What is a gateway? A gateway is a system (computer and software) that sits between two or more computers, enabling them to communicate. A gateway typically connects one upstream server to many downstream clients. There are two basic types of gateway: protocol converters and concentrators. Protocol converters connect downstream clients using one protocol to an upstream server using another. One conversion that comes to mind is downstream TCP/IP to an upstream SNA mainframe. A concentrator gateway communicates over a single protocol both upstream and downstream. A concentrator adds value to a network by performing session managment.
The SNA Gateway is a session concentrator gateway connecting thousands of downstream workstations to an upstream mainframe host over an SNA connection. The SNA Gateway is a function of SNA Server, which is the implementation of the SNA communication protocol on the RISC System/6000ª running the AIXª operating system. (AIX is a flavor of UNIX.) The SNA Gateway was originally developed in the IBM Raleigh Networking Software laboratories, for the AIX operating system.
The SNA Gateway allows many downstream workstations to access one or more upstream mainframes through a single communications server. This results in fewer expensive links to remote servers, better resource utilization, and superior connectivity. SNA Gateway allows you to manage sessions, automatically logging off unattended workstations. It can also activate links on demand and disconnect them if no traffic is present for some time. This feature affords significant cost savings when expensive links are used. The performance of Gateway is described in reference [2] .
Portability played a significant role in Gateway design. Many of the design decisions followed a simple principle: system-specific and SNA-specific code fragments should not be allowed to spread and contaminate the rest of the code, which is invariant over system and protocol. We undertook to clearly identify the non-portable code fragments and isolate them.
To avoid redundancy, this article focuses on a single code fragment that embodies the principles of portability. This is our portable worker process. The worker process demonstrates how to separate away non-portable code fragments and encapsulate them in clearly identified class member functions.
Designing The Worker Process
Client-server programming often follows the model of a server process that delegates the actual work to child processes [3] . Gateway currently adopts this model but it did not start out that way. Initially, Gateway consisted of a single server process that handled all incoming and outgoing data for all links. This posed a serious performance problem where slow links would interfere with data processing on high speed links. For efficiency, we needed to eliminate the processing dependency among links. We achieved that by having the Gateway server process create a worker process per link. The worker process handles all data processing for its associated link.
For efficiency, these worker processes must reside in the AIX kernel, rather than in user space. The AIX operating system provides several system services for creating kernel processes (kprocs). These services are analogous to the more familiar fork and exec functions that are used in user space.

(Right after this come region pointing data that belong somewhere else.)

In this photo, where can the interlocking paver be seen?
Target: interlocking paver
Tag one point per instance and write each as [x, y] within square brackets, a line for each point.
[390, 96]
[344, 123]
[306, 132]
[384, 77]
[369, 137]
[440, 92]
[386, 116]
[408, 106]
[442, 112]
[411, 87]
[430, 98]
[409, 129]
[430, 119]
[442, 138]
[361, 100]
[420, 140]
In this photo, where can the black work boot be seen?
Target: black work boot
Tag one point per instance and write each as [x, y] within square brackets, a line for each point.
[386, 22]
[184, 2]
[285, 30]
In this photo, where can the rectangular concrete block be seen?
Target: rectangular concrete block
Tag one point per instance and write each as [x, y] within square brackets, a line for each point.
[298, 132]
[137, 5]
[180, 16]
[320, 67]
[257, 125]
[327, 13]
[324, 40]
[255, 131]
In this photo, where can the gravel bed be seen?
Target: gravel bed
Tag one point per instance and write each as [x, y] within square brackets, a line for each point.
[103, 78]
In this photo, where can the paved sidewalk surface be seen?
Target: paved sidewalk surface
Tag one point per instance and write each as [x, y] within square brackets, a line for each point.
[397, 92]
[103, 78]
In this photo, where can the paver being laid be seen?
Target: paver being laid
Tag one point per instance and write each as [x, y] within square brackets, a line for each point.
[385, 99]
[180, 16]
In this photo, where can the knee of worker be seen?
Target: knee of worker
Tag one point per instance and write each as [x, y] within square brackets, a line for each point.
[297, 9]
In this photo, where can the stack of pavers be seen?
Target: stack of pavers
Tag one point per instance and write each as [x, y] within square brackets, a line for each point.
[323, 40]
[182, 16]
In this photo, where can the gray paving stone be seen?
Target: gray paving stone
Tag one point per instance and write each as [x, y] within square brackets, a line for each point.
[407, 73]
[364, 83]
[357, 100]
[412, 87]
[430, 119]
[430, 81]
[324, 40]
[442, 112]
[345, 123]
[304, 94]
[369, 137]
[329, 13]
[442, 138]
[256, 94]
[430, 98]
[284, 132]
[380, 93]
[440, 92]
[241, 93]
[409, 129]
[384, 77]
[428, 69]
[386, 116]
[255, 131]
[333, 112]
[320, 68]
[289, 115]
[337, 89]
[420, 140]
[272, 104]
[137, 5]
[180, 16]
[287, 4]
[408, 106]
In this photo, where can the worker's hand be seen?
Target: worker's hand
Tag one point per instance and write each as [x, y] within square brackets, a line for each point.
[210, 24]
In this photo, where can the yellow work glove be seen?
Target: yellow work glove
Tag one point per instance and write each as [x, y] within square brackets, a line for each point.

We found that understanding how to create, destroy, and manage kernel processes was not a trivial learning exercise and required us to know some very system-specific information. In addition, before we could use the kernel processes properly, we had to understand some subtle timing issues. Thus, three advantages for encapsulating kernel processes in C++ classes became apparent:
- Encapsulation enabled us to separate code that did the work within a process from the mechanism of creating, controlling, and destroying the process.
- We could further isolate the algorithm that created, controlled, and destroyed the worker process from system-specific services used in coding it.

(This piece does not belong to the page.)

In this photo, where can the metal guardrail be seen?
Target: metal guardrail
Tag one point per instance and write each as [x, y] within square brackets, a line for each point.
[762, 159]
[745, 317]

- If done well, the use of the kernel process class would prevent other users from having to learn and understand all the nuances and complexities of their use.
The algorithm that manages the life of the worker process is captured in the AIXkproc abstract base class implementation, shown in Listing 1. This class clearly isolates AIX-specific code into member functions. We have named all member functions that require any kind of system-specific knowledge with the AIX_ prefix.
System-specific implementation becomes the responsibility of those AIX_* member functions. For example, the AIXkproc base class contains a member called thePid, which stores the process ID (PID) of the worker process. At times the AIXkproc base class needs to know if the PID is valid. This is system-specific knowledge; therefore, we have pushed it down to the AIX_PidIsValid function. This member function knows what is an invalid PID in the AIX kernel environment. The AIXkproc base class privately stores that knowledge in the AIXkproc base class as the enumerated type INVALID_PID = -1 [1] .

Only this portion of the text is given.